Le festival Jyva’Zik dit stop au harcèlement sexuel

Après Esperanzah!, le festival de musique Jyva’Zik est le deuxième à bénéficier du Plan SACHA dont l’objectif est de lutter contre le harcèlement et les violences sexuelles.

© Jyva'Zik

Après Bob chargé de rester sobre toute la soirée et de ramener ses amis en sécurité chez eux, il y a désormais Sacha. Sa mission : rester attentif à toutes formes de harcèlement et de violences sexuelles en festival. Pour l’aider dans sa tâche, le Plan SACHA prévoit une mini formation de quinze minutes sur le site du festival où il est installé.

C’est le festival Esperanzah! qui est à l’origine de ce projet, salué par le Ministère de l’égalité des chances et par les acteurs du secteur. Et le premier bilan est positif : « Beaucoup de personnes nous ont rapporté qu’il y avait un sentiment de sécurité et de bienveillance dans le festival », explique Jérôme Van Ruychevelt, coordinateur de la campagne.
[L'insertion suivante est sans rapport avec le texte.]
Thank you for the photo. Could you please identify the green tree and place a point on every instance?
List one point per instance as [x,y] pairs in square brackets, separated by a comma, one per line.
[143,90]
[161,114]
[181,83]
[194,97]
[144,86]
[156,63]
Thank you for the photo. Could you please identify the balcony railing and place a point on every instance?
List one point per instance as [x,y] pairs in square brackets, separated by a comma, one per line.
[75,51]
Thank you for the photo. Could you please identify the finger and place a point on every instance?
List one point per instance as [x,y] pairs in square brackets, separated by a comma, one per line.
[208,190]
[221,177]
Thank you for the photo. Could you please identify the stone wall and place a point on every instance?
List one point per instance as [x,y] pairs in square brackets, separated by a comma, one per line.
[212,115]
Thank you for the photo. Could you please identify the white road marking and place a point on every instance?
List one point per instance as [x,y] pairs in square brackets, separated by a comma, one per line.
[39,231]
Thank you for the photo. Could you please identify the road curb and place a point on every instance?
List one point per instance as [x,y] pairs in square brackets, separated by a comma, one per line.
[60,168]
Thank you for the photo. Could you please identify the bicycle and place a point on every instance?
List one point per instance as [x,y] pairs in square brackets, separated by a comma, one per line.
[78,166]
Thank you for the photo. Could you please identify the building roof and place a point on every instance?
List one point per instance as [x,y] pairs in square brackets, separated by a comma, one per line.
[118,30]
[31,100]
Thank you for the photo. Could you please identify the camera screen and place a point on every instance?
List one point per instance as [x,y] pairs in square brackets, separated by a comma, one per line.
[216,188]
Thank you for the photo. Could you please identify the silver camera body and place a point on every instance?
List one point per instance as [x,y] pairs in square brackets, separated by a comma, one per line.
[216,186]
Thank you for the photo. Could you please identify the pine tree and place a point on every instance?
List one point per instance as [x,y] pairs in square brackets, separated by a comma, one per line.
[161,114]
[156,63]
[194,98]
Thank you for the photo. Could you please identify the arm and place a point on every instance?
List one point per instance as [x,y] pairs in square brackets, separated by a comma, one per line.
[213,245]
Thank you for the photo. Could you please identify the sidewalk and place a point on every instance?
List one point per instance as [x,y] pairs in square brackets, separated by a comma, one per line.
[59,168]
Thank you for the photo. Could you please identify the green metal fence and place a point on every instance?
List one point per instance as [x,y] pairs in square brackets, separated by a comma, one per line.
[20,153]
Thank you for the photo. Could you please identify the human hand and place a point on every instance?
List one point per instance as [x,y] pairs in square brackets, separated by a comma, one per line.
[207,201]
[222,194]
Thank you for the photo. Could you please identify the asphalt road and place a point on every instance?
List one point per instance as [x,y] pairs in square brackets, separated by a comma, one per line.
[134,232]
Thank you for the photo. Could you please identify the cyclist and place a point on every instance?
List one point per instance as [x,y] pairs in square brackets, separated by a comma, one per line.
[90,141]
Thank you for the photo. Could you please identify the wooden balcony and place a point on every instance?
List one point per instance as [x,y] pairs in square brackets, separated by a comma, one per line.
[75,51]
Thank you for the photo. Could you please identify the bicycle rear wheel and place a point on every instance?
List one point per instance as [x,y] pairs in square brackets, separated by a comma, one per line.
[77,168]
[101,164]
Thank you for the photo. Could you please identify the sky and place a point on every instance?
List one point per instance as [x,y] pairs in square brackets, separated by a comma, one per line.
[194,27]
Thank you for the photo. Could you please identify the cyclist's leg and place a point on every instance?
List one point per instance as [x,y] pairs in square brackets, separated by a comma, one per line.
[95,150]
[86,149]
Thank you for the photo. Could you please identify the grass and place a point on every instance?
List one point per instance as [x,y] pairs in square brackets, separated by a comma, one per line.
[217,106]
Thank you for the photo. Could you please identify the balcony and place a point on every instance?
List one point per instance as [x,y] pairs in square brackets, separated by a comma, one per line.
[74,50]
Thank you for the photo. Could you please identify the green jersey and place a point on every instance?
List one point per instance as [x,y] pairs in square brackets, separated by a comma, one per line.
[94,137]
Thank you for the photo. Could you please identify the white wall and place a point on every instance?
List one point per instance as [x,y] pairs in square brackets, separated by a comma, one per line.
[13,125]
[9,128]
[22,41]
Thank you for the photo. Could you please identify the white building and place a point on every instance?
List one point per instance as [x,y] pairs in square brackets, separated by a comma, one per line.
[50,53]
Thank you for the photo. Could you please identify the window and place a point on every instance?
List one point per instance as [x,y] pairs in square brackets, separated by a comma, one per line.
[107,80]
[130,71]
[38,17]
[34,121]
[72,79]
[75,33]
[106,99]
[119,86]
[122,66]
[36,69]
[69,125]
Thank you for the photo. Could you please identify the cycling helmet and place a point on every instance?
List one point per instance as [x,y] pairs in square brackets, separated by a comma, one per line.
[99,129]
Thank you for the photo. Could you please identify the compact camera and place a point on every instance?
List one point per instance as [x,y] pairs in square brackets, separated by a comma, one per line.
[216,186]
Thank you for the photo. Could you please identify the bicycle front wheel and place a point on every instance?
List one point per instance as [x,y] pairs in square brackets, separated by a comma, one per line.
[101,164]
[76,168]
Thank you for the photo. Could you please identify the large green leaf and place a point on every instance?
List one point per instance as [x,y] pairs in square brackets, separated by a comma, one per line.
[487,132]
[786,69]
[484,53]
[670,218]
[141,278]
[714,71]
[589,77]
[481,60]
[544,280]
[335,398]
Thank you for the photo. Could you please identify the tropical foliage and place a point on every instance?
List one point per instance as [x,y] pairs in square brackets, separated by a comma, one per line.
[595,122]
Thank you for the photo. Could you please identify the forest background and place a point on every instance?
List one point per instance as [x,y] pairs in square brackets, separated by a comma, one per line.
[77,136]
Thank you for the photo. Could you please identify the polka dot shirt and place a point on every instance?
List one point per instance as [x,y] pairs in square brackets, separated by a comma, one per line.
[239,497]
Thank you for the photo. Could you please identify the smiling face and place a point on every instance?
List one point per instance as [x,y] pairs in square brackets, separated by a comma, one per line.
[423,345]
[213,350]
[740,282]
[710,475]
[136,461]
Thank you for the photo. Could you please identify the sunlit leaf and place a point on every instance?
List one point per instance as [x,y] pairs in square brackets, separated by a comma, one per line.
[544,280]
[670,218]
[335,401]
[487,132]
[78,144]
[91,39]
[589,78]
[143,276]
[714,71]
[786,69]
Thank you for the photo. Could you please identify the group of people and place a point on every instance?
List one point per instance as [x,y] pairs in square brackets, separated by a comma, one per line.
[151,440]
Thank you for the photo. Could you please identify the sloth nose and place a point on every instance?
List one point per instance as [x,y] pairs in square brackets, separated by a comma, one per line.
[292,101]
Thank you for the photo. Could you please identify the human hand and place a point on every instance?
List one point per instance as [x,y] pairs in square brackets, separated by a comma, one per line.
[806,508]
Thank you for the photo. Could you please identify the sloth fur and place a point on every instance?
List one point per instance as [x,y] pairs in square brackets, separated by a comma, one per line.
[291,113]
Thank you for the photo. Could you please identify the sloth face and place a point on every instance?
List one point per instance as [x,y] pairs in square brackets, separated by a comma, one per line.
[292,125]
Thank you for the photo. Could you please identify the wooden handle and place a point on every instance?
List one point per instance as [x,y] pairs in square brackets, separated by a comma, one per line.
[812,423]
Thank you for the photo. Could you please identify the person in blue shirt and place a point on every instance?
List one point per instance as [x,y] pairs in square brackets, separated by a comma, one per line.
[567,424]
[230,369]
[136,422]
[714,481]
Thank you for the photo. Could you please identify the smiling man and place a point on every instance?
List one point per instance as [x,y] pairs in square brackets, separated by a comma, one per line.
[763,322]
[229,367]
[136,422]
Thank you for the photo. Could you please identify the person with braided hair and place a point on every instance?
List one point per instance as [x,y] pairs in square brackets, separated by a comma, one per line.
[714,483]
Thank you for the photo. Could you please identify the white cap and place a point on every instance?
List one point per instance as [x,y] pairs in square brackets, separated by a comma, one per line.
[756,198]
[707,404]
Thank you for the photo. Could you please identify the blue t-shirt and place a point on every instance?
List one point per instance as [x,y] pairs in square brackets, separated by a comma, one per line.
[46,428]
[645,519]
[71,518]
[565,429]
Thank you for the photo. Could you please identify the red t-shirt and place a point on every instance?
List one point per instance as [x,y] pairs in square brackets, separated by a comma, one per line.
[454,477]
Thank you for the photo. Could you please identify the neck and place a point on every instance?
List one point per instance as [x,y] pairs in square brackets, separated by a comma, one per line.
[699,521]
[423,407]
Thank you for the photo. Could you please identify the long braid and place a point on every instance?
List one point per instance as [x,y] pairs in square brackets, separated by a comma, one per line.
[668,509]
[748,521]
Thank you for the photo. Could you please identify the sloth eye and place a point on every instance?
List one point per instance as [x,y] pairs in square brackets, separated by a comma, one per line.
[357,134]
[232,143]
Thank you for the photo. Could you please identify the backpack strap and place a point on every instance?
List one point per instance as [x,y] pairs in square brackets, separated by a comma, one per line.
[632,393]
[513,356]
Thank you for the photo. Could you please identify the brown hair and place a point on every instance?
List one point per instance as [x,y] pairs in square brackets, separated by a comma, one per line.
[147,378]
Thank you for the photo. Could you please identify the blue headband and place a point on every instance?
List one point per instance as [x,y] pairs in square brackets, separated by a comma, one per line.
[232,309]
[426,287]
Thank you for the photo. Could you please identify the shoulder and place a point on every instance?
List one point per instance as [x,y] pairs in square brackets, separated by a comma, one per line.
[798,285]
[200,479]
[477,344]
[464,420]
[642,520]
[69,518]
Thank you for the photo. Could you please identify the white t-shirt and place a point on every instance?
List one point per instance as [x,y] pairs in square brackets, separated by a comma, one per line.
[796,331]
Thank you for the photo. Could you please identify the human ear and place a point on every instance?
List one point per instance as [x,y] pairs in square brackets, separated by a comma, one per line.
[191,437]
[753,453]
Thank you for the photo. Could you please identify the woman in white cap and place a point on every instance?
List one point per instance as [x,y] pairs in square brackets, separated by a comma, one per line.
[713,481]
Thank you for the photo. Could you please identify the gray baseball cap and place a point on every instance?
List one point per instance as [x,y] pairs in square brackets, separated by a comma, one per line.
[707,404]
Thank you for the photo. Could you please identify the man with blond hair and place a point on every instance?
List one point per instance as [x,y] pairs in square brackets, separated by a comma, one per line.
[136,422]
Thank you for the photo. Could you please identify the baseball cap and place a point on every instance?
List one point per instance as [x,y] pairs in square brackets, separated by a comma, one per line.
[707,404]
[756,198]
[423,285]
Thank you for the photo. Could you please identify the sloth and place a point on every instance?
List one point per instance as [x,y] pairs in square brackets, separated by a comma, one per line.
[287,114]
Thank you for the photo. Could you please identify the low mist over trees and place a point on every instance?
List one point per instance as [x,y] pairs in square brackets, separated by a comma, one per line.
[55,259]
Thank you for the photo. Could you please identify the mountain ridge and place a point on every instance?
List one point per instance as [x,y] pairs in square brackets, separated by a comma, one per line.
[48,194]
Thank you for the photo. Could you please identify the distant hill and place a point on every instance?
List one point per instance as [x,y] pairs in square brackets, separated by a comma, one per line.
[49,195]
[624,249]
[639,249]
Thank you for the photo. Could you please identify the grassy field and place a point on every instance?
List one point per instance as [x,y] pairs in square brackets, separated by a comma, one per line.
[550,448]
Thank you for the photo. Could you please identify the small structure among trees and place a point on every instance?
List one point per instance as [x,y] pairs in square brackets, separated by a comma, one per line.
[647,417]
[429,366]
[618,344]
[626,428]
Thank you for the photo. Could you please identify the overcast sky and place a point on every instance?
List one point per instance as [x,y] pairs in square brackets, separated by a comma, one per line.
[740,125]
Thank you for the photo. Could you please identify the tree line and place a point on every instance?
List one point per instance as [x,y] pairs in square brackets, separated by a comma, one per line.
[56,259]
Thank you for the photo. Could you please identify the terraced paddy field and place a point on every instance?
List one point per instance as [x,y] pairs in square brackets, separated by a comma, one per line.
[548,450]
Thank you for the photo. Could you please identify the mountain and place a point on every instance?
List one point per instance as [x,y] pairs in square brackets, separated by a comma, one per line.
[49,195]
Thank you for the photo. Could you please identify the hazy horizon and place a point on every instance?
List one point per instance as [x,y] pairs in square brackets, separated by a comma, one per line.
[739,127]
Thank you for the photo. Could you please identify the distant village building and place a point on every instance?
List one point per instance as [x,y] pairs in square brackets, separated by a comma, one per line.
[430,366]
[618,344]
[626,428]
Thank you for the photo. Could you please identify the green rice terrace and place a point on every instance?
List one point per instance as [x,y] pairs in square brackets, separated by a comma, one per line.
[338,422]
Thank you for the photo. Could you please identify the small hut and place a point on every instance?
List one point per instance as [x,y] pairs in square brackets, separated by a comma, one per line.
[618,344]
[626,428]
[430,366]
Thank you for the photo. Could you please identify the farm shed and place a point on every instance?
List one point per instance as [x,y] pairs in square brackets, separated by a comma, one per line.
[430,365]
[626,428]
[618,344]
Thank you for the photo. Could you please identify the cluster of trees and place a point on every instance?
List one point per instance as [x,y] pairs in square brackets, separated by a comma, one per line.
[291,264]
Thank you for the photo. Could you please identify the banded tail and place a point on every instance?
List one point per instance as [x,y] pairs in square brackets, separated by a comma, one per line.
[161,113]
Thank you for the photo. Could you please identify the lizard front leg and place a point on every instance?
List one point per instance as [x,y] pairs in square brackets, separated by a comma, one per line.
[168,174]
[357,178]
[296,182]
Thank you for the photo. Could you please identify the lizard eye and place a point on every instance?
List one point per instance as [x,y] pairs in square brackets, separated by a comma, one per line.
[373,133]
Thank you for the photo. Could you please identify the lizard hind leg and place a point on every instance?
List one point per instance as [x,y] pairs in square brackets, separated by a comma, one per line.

Le plan SACHA se décline en quatre points. D’abord, la prise en charge sur place des victimes ou témoins de violence par des professionnels. « Même chez nous, les violences sexuelles et le harcèlement existent. Commencer à classer les incidents par ‘gravité’ n’a aucun sens parce que tout dépend de comment la victime vit l’incident. Nos psychologues ont dû intervenir pendant le festival (Esperanzah!, cet été, NDLR.) un certain nombre de fois ». Des interventions autant auprès des festivaliers que des bénévoles, « en première ligne pour accueillir la parole (des victimes, NDLR.) » ; une situation « loin d’être évidente quand ce n’est pas leur métier », précise Jérome Van Ruychevelt.

Le deuxième point du plan consiste à former les festivaliers et festivalières à devenir des Sacha, une formation donnée par les bénévoles eux-mêmes, encadrés par les psychologues. Une campagne de prévention et une formation des acteurs et actrices du festival à la question du harcèlement sexuel sont aussi prévus.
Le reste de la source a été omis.